1. The snapshot model — CONTEXT_SNAPSHOT_V1

Defined in types.rs. A snapshot bundles:

Slice Holds Source
Git anchor Commit SHA + dirty flag at capture builder.rs (via core::git)
IR digest The distilled view the model saw builder.rs
Decisions & knowledge Session decisions + project facts builder.rs (session + knowledge)
Ledger / ROI slice Token savings booked to that point builder.rs (savings_ledger)
Session state Task, touched files, findings core::session
Signature Ed25519 over the content id signing.rs

The canonical body and id are computed in digest.rs (canonical_bodycompute_id/finalize_id, BLAKE3). Editing any byte of the body changes the id and breaks verify_snapshot.


2. The snapshot command surface

snapshot_cmd.rs dispatches on the first argument.

Command Code path Leaves machine?
snapshot create cmd_createcontext_snapshot::create (builder.rs) → sign → append timeline No
snapshot list [--json] cmd_listtimeline::* (append-only index) No
snapshot show <id> cmd_show → load snapshot by id No
snapshot verify <id> cmd_verifysigning::verify_snapshot + digest recompute No
snapshot restore <id> [--git] cmd_restorerestore::restore (SessionMerge, optional GitRestore) No
snapshot publish <id> [--out FILE] cmd_publishpublish::publish (signs if needed) Only the file you share
snapshot import <file> cmd_importpublish::import (verifies, then appends) No (any machine)

3. Capture & timeline

create (builder.rs) reads the live context layer, builds the body, computes the BLAKE3 id (digest.rs), signs it (signing.rs) and appends one JSON artifact to the append-only timeline (timeline.rs). The timeline is the spine for replay (list/show) and for the cockpit Replay view.
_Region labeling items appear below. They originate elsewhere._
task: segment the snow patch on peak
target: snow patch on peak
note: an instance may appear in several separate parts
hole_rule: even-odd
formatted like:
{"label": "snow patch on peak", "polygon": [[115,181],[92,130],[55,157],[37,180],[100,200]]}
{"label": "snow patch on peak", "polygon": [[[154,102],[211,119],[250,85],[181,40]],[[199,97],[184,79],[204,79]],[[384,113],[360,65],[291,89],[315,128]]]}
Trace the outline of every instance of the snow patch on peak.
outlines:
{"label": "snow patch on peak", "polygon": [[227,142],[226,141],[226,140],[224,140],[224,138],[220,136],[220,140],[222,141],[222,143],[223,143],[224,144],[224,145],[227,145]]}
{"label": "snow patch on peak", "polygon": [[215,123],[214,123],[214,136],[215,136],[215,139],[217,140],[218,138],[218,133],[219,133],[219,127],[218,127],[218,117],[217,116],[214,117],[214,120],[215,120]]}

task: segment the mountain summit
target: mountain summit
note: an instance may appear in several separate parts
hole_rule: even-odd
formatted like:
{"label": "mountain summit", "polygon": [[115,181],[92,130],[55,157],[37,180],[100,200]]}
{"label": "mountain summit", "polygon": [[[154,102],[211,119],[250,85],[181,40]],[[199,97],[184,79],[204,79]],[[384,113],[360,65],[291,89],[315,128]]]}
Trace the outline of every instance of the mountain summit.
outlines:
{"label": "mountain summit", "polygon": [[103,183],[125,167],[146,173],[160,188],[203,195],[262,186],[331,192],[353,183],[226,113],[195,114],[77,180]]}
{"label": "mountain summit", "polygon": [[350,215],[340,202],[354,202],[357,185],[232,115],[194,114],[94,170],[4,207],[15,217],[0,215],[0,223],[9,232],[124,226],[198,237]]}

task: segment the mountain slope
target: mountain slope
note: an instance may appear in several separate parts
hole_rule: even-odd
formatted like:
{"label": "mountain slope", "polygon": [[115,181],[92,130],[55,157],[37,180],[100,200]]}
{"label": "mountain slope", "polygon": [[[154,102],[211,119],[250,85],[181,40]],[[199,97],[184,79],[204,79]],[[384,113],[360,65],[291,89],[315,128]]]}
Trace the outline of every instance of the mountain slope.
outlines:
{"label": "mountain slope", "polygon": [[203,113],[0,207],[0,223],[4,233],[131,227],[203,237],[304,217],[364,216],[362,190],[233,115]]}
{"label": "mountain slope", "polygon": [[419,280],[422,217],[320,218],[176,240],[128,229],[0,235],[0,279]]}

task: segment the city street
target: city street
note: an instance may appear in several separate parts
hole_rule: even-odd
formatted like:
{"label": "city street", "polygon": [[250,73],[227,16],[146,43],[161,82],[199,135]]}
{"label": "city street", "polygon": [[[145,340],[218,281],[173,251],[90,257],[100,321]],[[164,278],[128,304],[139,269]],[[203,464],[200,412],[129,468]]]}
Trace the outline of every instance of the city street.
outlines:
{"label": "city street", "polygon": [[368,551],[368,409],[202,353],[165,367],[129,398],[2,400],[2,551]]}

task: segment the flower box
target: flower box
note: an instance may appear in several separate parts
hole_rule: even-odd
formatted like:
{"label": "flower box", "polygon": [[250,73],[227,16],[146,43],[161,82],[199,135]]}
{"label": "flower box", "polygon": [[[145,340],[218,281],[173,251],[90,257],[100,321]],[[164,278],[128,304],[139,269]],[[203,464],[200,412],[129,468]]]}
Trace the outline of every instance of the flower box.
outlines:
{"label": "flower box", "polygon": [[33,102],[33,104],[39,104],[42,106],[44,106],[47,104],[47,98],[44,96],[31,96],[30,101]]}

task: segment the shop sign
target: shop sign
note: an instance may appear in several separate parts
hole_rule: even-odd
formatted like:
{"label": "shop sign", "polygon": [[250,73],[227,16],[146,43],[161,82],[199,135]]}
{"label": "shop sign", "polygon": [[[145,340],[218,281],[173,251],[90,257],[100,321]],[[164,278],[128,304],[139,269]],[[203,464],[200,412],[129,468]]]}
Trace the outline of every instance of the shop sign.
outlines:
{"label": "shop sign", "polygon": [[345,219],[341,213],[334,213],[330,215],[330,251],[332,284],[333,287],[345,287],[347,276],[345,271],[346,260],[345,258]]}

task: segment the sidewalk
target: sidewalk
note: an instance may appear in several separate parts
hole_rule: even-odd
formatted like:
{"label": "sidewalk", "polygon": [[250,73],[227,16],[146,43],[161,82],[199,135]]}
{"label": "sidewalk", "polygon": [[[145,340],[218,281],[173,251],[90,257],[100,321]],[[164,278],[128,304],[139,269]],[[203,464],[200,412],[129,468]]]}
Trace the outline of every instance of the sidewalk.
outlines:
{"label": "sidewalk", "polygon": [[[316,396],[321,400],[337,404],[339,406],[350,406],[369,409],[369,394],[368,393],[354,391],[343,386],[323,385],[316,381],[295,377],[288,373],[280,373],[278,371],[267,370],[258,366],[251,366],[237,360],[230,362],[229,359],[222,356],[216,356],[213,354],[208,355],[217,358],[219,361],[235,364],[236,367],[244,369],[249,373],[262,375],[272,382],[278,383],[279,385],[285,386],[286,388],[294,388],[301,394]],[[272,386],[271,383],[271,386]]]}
lean-ctx snapshot create        # context_snapshot::create → sign → timeline append
lean-ctx snapshot list --json   # timeline index, newest first
lean-ctx snapshot show <id>     # full distilled state behind one snapshot

4. Restore & resume — restore.rs

restore merges the snapshot's session back into the live session (SessionMerge); with --git it also checks out the anchored commit (GitRestore).

lean-ctx snapshot restore <id>          # session slice only
lean-ctx snapshot restore <id> --git    # also check out the anchored commit

--git refuses a dirty tree — it never silently discards uncommitted work (RestoreOptions/GitRestore guard). Replay to understand; restore to continue.


5. Share & publish — publish.rs

publish writes a single signed, portable file (PublishOutcome); import verifies it and appends it to the local timeline (ImportOutcome), idempotently. A tampered file is refused.

lean-ctx snapshot publish <id> --out ./review.ctxsnapshot.json   # PublishOptions
lean-ctx snapshot import ./review.ctxsnapshot.json               # verify → timeline

Only the snapshot body travels — never your repo, prompts or code.


6. The trust model

A verified snapshot answers two questions, both offline (signing::verify_snapshot):

  • Integrity — the body is unchanged: the BLAKE3 snapshot_id (digest.rs) and the Ed25519 signature both cover the canonical payload.
  • Origin — produced by the holder of a specific keypair (agent_identity.rs, the same per-machine key the savings ledger uses).

This is the CONTEXT_SNAPSHOT_V1 contract: trust by construction, not by claim — extended from "what you saved" to "what the model saw, when."